New Delhi: After having failed in its attempt to merge with Africa’s biggest phone firm MTN Group Ltd, India’s Bharti Airtel Ltd’s owners might get some relief as stock market investors are likely to applaud the decision to not take on multi-billion dollar debt.
But, Bharti and its ambitious chairman Sunil Mittal now face a bigger challenge: how to find more profitable markets in the face of rising costs and falling per subscriber billing at home, the typical yardstick by which mobile phone companies are valued.
Bharti’s challenges are likely to get compounded if Reliance Communications Ltd, India’s second largest mobile phone services firm by customers, ends up with some sort of relationship with MTN. While it is unclear how deep this Reliance-MTN relationship will be—Reliance has previously talked to MTN in February 2007—any partnership between MTN and Reliance, controlled by billionaire businessman Anil Ambani, could impact Bharti’s own growth plans.
One industry executive, who said he was familiar with the scenario, said both Reliance and MTN are likely to spell out their relationship on Monday.
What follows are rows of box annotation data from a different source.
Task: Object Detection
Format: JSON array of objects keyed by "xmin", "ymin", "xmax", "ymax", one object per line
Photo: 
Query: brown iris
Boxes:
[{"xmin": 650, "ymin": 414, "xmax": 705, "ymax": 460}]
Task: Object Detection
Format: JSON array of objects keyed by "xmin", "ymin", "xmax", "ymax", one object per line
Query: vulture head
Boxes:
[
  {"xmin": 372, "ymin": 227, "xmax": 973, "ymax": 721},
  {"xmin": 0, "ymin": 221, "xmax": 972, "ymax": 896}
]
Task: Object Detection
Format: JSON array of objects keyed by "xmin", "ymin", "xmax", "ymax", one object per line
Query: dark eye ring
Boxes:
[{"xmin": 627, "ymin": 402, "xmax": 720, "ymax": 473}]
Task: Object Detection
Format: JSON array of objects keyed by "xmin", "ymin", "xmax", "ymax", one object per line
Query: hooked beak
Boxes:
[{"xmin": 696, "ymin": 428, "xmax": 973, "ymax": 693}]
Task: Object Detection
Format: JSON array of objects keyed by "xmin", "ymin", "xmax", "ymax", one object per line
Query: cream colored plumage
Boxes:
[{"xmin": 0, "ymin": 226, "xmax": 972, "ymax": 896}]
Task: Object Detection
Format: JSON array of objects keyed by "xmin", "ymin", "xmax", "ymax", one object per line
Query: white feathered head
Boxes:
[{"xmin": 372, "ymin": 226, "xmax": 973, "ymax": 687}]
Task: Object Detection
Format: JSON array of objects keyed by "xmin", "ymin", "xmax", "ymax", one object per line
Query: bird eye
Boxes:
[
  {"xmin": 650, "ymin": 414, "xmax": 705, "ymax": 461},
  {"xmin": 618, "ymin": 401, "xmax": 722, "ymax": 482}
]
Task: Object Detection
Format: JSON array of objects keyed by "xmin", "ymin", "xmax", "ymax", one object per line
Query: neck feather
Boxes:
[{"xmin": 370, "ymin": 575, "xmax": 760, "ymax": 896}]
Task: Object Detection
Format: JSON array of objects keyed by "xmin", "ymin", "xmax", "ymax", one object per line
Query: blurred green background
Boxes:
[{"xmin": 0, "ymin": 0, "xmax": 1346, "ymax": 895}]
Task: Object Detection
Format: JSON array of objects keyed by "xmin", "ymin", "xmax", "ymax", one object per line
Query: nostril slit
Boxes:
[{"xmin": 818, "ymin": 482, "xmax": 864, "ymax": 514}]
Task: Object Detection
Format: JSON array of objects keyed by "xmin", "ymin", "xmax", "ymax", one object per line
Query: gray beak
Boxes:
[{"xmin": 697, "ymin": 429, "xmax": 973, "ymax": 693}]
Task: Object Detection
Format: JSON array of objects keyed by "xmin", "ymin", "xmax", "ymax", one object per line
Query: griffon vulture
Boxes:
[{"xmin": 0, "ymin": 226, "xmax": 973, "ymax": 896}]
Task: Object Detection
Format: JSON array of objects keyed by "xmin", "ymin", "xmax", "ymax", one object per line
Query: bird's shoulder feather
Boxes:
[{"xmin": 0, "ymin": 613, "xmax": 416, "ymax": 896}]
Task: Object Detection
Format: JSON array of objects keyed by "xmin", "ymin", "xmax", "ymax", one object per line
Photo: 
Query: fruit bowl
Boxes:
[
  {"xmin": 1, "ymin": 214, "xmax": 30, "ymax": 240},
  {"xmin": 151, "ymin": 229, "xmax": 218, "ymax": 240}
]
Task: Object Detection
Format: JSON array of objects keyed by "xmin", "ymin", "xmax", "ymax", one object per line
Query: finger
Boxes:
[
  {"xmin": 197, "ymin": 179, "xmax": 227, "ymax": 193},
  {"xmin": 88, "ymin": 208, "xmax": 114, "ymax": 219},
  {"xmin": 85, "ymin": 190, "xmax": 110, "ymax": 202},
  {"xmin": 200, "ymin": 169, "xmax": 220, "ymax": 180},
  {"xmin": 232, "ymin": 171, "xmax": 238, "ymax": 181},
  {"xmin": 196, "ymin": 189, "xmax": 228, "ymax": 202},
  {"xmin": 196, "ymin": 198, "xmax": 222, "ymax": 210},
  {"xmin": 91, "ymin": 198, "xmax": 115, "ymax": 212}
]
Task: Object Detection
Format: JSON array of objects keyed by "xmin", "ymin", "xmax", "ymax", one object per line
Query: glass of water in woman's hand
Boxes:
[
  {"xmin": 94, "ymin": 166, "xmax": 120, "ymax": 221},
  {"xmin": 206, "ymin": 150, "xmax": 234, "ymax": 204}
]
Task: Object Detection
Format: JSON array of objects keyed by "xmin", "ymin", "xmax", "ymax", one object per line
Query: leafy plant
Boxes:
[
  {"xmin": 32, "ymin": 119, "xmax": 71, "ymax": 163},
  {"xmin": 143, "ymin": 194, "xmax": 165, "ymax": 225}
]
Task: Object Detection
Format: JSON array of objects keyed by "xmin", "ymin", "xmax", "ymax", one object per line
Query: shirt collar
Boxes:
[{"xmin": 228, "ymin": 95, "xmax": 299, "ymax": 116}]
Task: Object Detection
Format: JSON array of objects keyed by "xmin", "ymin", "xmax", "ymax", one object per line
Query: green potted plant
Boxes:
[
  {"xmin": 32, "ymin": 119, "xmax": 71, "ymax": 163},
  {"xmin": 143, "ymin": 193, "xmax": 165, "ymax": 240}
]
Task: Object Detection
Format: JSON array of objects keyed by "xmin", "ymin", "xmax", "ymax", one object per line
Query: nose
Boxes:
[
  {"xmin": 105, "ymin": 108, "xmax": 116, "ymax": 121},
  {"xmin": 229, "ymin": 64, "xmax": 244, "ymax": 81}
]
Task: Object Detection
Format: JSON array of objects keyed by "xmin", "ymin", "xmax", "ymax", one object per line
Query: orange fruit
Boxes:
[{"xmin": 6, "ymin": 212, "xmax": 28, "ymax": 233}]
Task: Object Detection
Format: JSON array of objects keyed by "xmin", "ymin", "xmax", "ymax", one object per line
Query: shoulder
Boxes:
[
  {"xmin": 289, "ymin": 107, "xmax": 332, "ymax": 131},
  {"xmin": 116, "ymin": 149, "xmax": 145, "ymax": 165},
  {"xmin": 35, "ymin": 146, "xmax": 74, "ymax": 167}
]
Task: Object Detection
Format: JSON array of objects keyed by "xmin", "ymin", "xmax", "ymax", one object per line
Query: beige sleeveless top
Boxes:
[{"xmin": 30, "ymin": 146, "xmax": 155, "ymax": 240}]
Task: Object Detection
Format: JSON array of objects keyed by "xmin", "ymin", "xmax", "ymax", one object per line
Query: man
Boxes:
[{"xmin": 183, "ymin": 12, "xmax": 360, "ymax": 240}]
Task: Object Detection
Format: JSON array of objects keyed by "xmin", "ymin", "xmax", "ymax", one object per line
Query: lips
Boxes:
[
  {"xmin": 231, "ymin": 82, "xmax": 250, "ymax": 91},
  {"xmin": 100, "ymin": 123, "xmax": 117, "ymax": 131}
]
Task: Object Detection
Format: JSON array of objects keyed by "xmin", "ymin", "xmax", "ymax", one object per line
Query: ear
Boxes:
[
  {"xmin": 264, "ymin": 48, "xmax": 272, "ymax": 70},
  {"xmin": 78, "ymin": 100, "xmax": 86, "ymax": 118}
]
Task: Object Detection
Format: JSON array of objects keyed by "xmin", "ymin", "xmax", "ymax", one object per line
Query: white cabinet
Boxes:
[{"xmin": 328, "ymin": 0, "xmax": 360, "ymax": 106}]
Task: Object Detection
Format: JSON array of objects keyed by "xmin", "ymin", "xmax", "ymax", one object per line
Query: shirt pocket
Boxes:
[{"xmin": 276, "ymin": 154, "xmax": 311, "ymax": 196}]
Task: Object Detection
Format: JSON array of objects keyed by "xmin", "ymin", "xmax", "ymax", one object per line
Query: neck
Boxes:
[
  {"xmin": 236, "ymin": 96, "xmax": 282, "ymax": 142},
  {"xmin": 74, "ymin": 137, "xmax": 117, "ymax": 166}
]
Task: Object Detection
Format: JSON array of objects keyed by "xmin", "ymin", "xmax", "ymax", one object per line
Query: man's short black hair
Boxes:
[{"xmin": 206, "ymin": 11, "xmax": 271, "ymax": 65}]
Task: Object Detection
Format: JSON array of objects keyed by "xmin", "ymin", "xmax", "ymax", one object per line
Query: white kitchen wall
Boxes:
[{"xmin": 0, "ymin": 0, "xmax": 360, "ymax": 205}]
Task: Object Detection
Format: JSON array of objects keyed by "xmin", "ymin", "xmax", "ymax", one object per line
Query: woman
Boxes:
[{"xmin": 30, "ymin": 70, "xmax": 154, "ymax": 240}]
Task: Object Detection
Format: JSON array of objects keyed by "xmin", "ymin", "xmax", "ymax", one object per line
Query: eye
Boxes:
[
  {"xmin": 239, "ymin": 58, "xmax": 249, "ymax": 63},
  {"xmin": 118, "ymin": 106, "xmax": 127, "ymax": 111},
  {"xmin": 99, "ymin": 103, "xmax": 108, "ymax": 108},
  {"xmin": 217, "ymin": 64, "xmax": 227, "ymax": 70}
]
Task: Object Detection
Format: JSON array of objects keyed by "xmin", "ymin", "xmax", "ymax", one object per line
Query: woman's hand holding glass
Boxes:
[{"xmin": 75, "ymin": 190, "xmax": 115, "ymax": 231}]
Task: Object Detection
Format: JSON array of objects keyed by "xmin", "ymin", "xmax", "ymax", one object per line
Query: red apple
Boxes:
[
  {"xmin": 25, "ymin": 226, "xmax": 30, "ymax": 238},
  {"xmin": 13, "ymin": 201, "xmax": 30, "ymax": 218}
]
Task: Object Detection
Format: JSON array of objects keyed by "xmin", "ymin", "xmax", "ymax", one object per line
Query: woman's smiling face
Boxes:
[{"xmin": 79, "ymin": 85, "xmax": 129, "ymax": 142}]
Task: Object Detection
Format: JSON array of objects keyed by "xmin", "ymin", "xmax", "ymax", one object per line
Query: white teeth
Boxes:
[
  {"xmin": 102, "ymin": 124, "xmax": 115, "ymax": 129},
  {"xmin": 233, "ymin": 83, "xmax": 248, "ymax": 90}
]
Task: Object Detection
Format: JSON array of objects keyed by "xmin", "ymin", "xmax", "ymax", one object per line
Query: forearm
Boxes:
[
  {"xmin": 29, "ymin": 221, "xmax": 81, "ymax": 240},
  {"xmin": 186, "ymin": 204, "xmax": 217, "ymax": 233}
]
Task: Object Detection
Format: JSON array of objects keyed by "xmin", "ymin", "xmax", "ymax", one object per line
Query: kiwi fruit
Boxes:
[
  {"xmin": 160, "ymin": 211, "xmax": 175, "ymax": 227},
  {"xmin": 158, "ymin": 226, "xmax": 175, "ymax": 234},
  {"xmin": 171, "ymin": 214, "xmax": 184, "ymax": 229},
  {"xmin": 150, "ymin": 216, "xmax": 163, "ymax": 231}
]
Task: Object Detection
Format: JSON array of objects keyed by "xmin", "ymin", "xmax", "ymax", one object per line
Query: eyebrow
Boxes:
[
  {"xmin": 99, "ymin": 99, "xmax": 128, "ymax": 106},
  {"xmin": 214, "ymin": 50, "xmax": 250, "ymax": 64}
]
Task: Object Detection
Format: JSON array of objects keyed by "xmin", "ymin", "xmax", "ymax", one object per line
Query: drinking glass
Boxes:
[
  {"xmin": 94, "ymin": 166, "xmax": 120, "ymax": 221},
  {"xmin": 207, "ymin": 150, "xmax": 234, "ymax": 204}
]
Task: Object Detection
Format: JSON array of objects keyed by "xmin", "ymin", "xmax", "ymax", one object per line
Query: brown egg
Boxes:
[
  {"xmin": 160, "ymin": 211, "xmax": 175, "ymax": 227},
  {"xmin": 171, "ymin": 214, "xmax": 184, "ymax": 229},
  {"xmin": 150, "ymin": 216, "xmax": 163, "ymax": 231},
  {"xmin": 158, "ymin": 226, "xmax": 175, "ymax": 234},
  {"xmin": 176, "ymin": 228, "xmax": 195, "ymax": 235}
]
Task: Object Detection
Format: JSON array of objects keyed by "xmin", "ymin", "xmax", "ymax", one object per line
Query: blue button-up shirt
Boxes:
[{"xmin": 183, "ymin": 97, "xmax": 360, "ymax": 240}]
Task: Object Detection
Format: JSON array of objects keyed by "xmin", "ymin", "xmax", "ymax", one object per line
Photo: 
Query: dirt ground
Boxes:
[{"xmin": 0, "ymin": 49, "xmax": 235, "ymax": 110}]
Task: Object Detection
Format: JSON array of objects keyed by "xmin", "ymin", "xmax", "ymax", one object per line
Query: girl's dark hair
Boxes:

On Sunday, a Reliance spokesman declined to comment on status of talks with MTN. A spokeswoman for MTN said the company is scheduled to make an announcement from Johannesburg before markets open for trading there on Monday.
Bharti said it ended merger talks with MTN after the firm presented the New Delhi suitor a financial structure late on Friday that was “completely different” from what was agreed by bankers representing the two sides a week before, according to a statement issued early on Saturday by the Indian firm.
This structure apparently envisaged Bharti Airtel becoming a subsidiary of MTN and exchange of shares of Bharti Airtel held by its founder Mittal family and Singapore Telecommunications Ltd, or Singtel, in exchange for a controlling stake in MTN. Chairman Mittal’s family is the controlling shareholder of Bharti which has 62 million customers, all in India.
This apparently was not acceptable to Bharti, which “wanted to take the Airtel brand global”, said the industry executive. Analysts interviewed by Mint in the last two weeks had predicted a valuation of up to $50 billion, including debt, for MTN if the merger deal were to happen.
Shares of Bharti will likely rise on Monday, analysts predicted. Ever since Bharti, also India’s third most valuable publicly listed company by market capitalization, said late evening on 5 May that it was “in exploratory talks” with MTN, its shares have shed some 6.5% in value. The shares, which closed trading at Rs893.95 a share that Monday, rapidly lost value, dropping to a low of Rs817.90, or 8.5% less on Thursday last. On Friday, the shares recovered 2.44% to Rs837.65 a share.
The shares could rise partly because of new expectations of a dividend payout to shareholders, said a Mumbai analyst, preferring not to be identified. “Bharti Airtel has either to deploy its cash or refund cash to its investors in one or two financial years,” he said.
Added another telecom analyst: “In the long term, Bharti Airtel’s growth will be determined by the competition and market conditions. Growth will be there, but it is not known whether it will be higher or below (the two million customer additions the firm makes every month).”
The analyst referred to tariff wars, exemplified by firms dropping national long distance call rates to Rs1.30 a minute earlier this month, as a challenge to growth.
Bharti, whose profit growth in the quarter gone by has lagged expansion of revenues, is expected to grapple with cost challenges further in the coming quarters. While annual numbers for fiscal 2008 (profits were 57% higher at Rs6,701 crore from the year before and revenues up 46% at Rs27,025 crore) were very robust, its Ebitda—short for earnings before interest, taxes, depreciation and amortization; a measure of operating profit—margins for the quarter fell by 3.6 percentage points to 35.5% compared with the same quarter of fiscal 2007.
The company had attributed this fall to an increase in expenses on renting towers it uses after the transfer of more than 29,000 towers in its network to Indus Towers Ltd, a tower company it owns together with Vodafone Essar Ltd and Idea Cellular Ltd, last year. Lower call rates and higher marketing expenses too contributed.
Expenses are expected to further increase as Bharti, as also its phone firm peers, expand into rural areas hitherto not connected by phone networks. This entails covering large areas and setting up expensive support infrastructure such as electricity back-ups to run cellular towers.
According to Bharti’s chief executive Manoj Kohli, already one-third of the firm’s new customers come from rural areas (Bharti has been adding more than two million customers a month in the recent past) and this number is predicted to increase to half as early as next year.
Bharti’s ambitions to go global will play out in the next four to five years through acquisitions, said Alok Shende, director of consulting at Datamonitor India, “but not to the scale of MTN”. In Africa, for instance, “Bharti can go country by country, study the markets, as it is a good market for mergers and acquisitions. Then they could create a global conglomerate out of those companies,” he added.
This will be the second attempt by Reliance to try and beef up through deals. The company lost out to Vodafone in an auction for Hutchison Essar Ltd, in part because its advisers didn’t anticipate India’s mobile phone market will continue to expand as rapidly as it has done and the company failed to raise its bid.